One of the authors (Fischbach) said that “our species’ virtually 100% skin colonization by S. epidermidis should pose no problem to the construct’s use in people.” There’s that word: should. Where have I seen that before?

Fischbach goes on:

“We know it works in mice,” Fischbach said. “Next, we need to show it works in monkeys. That’s what we’re going to do.” If things go well, he expects to see this vaccination approach enter clinical trials within two or three years.

Now don’t get me wrong, what they’ve done is brilliant and the results are cool as they’ve been reported, but once again, even after “2 or 3 years”, GMO staph that we have a commensal relationship with should not just be spread all over people. Generational studies should be performed and no human should be subjected to these products unless NO HARM can be transparently demonstrated – not to us and not to animals. Environmental impacts must be assessed.
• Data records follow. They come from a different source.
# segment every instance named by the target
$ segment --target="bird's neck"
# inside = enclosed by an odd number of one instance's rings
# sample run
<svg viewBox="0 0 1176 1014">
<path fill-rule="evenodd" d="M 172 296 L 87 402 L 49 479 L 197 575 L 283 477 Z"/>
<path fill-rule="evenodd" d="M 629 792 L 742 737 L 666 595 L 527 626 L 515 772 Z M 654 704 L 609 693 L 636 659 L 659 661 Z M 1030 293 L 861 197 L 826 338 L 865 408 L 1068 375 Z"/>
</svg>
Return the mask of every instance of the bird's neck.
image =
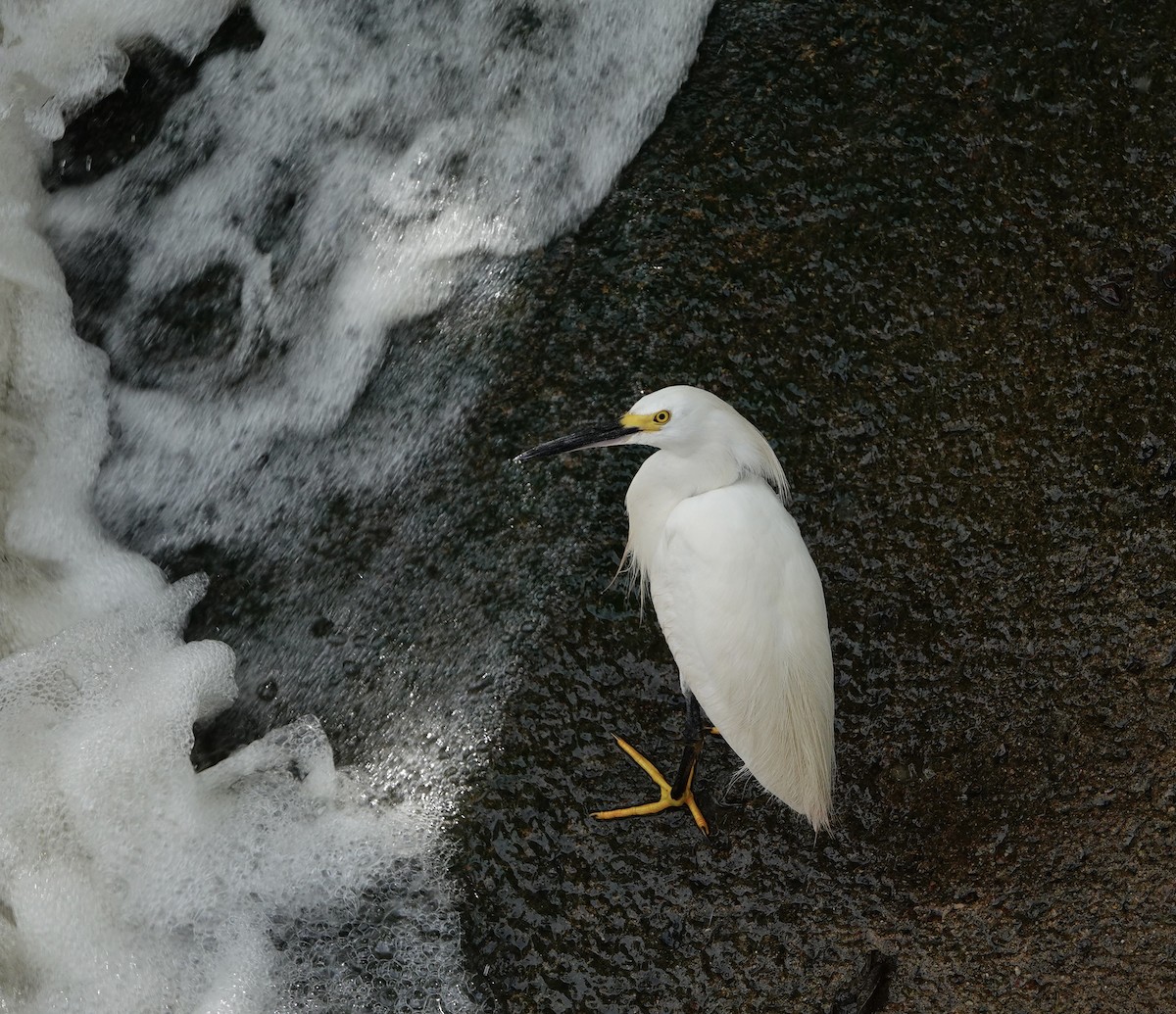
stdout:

This ain’t gonna be your mama’s Nivea.

The study was funded by the National Institutes of Health (grants 5R01AI175642-02, 1K99AI180358-01A1, P51OD0111071 and F32HL170591-01), the Leona M. and Harry B. Helmsley Charitable Trust, the Chan Zuckerberg Biohub, the Bill and Melinda Gates Foundation, Open Philanthropy, and the Stanford Microbiome Therapies Initiative.³

Oh yeah, and Zuck and Gates partially funded this study. Forgot that part.